The Manchester area M.V.T.
Pickering 2008
When our “tame” web-master heard I was attending the Pickering 40’s weekend He asked me to write a review. Despite my pleadings that I had never written a letter to the local paper let alone a review for a website I was convinced when it was explained that A review not “War & Peace” was he looking for.
Rosemary and myself have attended the show for a number of years and thoroughly enjoy the weekend and its atmosphere
Yours Tony
Sixteen years down the line.
This years annual wartime weekend on the North York’s Moors Railway, (its sixteenth year) and it goes from strength to strength. Local newspapers claim that the public numbered 10,000 that I would say is maybe on the conservative side.
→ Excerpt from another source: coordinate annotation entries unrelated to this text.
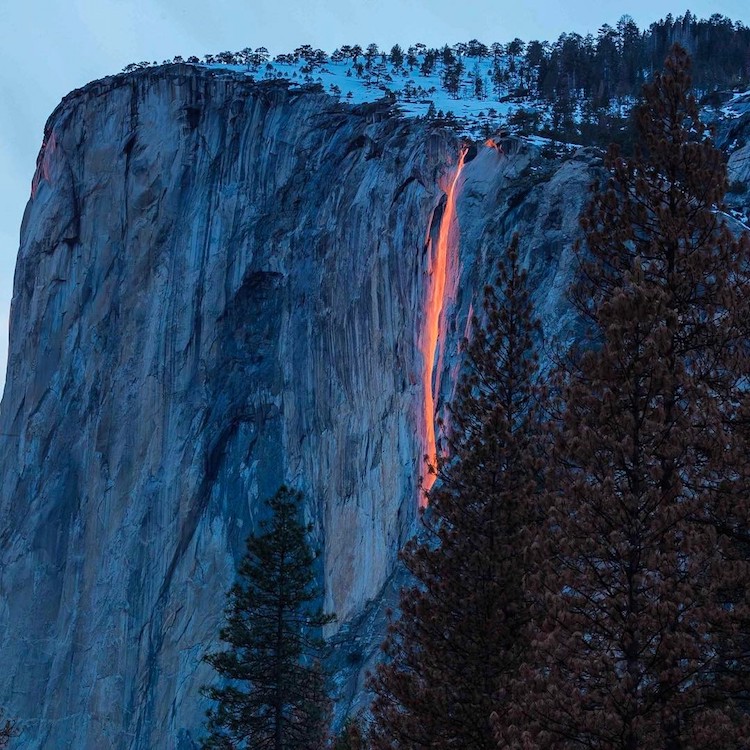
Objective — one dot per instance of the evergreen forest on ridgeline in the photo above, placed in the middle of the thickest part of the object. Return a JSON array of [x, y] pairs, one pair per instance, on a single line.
[[576, 88], [580, 577]]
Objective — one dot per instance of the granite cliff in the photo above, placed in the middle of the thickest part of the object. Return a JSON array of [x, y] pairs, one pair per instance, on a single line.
[[222, 285]]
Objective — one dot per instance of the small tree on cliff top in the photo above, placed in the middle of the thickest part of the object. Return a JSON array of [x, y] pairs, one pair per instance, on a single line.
[[641, 588], [276, 695], [458, 637]]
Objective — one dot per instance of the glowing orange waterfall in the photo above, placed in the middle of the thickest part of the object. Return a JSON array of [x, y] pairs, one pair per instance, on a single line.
[[447, 245]]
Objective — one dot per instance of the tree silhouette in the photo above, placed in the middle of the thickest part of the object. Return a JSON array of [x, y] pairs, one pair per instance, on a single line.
[[458, 636], [639, 578], [275, 694]]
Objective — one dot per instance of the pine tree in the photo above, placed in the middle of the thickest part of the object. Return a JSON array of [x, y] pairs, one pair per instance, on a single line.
[[458, 635], [275, 693], [640, 597]]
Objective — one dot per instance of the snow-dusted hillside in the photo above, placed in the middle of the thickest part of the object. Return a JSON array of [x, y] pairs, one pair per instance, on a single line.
[[479, 89]]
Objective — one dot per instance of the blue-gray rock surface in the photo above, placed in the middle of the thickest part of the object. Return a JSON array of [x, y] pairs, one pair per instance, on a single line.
[[220, 287]]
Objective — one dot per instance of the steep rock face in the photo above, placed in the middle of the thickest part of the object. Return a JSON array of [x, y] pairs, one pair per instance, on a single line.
[[220, 287]]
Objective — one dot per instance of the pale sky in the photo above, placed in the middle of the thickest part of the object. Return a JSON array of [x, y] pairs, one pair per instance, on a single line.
[[48, 47]]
It’s claimed from a study earlier this year that the railway attracted £18 million a year to the local economy. Using the same formula, general manager Philip Benham estimates the wartime weekend has attracted business to Pickering and surrounding area to the tune of £400,000 as he said that the railway earned £100,000 from ticket sales and its food and gift shops over the weekend.
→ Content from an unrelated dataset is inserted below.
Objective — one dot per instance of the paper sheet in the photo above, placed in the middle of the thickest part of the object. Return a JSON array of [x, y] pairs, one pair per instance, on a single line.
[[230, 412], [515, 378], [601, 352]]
It’s amazing what a bit of TV coverage can do. About ten years ago Yorkshire TV local evening news showed a short glimpse of what would be happening the following weekend and so a small event grew into some say a monster but most say a weekend of friendly people having good time.
But back to what its about remembering the wartime years on and off the railway. Steam trains always create nostalgia but put this with some of the best preserved WWII military transport you begin to build a picture add reenactors who go to the trouble to get their appearance correct it almost becomes a period setting, put all that into a parade and you would find it hard to shoehorn another person onto the street to watch it.
Displays up and down the moors railway and around the stations, Levasham station becomes occupied France, music and entertainment both day and night, pubs and bars cafes and restaurants all encourage the 40s dress code.